Перед ним образовалась куча мусора. Уборщица добавила туда ещё и ушла. Полчища распуганных ею мух покружились в воздухе и уселись снова. С той стороны вокзала, где стояли автобусы, открылось несколько воротец с номером маршрута и пунктом назначения над каждым. За воротцами у ограждений из толстых металлических труб уже стояли желающие прокомпостировать билеты. К тому времени, когда он разглядел, откуда отправляется автобус номер восемьсот тридцать один, следующий до Даланя и агрохозяйства «Цзяолунхэ», там уже стояло немало людей. Кто курил, кто болтал, а кто-то просто сидел на своём багаже. Цзиньтун достал свой билет. Начало регистрации в семь тридцать, а на электронных часах на стене уже восемь десять. Он забеспокоился, даже подумал, не ушёл ли его автобус. Подняв потрёпанный рюкзак, встал в очередь за мужчиной с чёрным кожаным портфелем и безучастным выражением лица и стал исподтишка рассматривать окружающих. Лица казались знакомыми, но ни одного имени он вспомнить не мог. На него, похоже, тоже поглядывали — кто с удивлением, кто с любопытством. Какое-то время он не знал, как быть: хотелось признать в ком-нибудь земляка, но было страшно, что узнают его, и от этих противоречивых чувств ладони стали липкими от пота.
— Товарищ… — заикаясь, обратился он к впередистоящему, — это автобус на Далань?
Тот смерил его взглядом с головы до ног, как это делали в лагере администраторы и политинструкторы. Цзиньтуну стало не по себе, он почувствовал себя муравьём на пышущей жаром сковородке. «Не только в глазах других, но и в своих собственных ты, Шангуань Цзиньтун, как верблюд в стаде овец, — подумал он. — Диковина, каких поискать». Накануне вечером он полюбовался на себя в тусклом зеркале замызганного общественного туалета. Увидел большую, тяжёлую голову, уже с залысинами, всклокоченные вьющиеся волосы — рыжие не рыжие, соломенные не соломенные.

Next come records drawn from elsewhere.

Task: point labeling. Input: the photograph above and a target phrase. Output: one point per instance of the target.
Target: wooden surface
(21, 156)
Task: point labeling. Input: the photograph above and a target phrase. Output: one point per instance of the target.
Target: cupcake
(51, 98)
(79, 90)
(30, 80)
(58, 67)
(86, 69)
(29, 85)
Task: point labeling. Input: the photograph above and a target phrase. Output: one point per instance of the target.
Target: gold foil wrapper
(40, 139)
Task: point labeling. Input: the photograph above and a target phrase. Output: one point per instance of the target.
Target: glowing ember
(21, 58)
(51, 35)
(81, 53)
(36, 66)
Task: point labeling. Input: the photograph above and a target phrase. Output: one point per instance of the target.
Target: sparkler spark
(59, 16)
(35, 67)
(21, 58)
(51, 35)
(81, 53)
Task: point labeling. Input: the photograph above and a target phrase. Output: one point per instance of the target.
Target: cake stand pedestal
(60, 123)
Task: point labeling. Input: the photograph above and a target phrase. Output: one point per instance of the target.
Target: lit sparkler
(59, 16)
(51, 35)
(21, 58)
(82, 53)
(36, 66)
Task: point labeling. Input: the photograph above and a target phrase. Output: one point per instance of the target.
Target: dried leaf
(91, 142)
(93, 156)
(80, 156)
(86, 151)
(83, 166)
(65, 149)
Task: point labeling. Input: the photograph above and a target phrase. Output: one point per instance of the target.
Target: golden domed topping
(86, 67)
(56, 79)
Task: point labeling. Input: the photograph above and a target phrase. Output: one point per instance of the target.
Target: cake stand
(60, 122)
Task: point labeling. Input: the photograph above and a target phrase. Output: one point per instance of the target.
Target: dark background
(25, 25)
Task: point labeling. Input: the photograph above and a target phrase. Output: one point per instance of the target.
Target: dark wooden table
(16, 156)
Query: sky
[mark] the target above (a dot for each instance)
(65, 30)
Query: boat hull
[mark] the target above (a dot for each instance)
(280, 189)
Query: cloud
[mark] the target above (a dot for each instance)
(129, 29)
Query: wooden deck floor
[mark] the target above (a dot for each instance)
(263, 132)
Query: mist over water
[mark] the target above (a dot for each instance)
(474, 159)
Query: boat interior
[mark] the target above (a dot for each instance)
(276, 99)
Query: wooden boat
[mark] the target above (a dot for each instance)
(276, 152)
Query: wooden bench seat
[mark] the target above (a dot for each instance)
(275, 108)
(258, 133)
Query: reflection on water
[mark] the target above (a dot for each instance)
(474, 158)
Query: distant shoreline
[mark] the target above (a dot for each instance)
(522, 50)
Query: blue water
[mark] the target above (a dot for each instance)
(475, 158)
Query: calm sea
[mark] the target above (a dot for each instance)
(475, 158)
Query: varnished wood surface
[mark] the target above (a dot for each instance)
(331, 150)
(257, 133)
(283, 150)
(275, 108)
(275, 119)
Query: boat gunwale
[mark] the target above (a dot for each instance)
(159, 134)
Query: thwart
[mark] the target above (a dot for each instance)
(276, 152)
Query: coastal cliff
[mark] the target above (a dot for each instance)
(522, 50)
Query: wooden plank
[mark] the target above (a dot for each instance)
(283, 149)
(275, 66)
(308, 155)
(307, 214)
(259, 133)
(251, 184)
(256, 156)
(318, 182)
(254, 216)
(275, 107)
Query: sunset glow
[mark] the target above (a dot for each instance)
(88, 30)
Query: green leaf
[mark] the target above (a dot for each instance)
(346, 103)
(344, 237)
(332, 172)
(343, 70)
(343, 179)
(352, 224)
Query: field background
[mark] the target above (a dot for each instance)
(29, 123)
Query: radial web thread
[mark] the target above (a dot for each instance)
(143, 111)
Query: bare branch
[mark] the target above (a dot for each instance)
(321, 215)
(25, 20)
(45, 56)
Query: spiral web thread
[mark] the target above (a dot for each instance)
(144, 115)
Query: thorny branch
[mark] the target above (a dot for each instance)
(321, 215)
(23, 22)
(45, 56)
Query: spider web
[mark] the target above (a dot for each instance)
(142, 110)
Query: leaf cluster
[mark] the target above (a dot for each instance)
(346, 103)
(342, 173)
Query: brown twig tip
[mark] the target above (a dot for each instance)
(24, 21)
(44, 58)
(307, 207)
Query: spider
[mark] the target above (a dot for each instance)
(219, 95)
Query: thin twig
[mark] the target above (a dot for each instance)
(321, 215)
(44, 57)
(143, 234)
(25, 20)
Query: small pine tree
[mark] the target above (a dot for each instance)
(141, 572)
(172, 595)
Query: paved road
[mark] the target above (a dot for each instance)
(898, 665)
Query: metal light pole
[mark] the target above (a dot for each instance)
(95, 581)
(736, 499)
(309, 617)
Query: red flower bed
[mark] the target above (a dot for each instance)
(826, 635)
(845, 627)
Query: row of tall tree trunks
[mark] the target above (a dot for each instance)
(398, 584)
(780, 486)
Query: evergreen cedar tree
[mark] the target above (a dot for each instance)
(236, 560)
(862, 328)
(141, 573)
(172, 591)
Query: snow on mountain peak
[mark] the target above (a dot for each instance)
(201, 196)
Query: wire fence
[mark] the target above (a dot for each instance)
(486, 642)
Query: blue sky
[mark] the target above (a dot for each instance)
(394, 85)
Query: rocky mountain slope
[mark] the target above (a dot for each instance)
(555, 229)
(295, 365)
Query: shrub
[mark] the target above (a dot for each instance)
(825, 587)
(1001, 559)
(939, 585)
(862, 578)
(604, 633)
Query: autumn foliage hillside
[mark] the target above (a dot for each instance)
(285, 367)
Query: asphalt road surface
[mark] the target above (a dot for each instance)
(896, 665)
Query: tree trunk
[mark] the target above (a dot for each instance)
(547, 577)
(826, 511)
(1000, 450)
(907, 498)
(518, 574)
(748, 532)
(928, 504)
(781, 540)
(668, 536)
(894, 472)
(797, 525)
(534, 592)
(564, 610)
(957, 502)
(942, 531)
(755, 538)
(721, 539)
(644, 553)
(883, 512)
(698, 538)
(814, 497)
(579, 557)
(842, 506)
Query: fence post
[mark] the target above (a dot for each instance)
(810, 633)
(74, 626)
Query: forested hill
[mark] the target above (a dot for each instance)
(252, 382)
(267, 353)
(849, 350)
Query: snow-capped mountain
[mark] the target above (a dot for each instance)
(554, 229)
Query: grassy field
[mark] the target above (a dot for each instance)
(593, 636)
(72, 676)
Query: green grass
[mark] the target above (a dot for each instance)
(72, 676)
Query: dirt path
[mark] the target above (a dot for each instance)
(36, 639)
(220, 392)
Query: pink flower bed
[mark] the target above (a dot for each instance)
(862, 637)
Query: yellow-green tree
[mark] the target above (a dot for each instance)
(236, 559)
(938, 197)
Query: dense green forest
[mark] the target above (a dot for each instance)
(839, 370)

Морщинистое лицо, шероховатое, как у жабы, нос красный, будто его защемили, бурая щетина над воспалёнными губами. Под критическим взглядом мужчины он ощутил свою неполноценность, и на пальцах выступил пот, такой же, как на ладонях. Вместо ответа тот указал губами на железную вывеску высоко над воротцами, с надписью из нескольких иероглифов красным лаком в сунском стиле.
Подошла толстушка в белой форме, дочерна измазанной на груди, толкая тележку на четырёх колёсах.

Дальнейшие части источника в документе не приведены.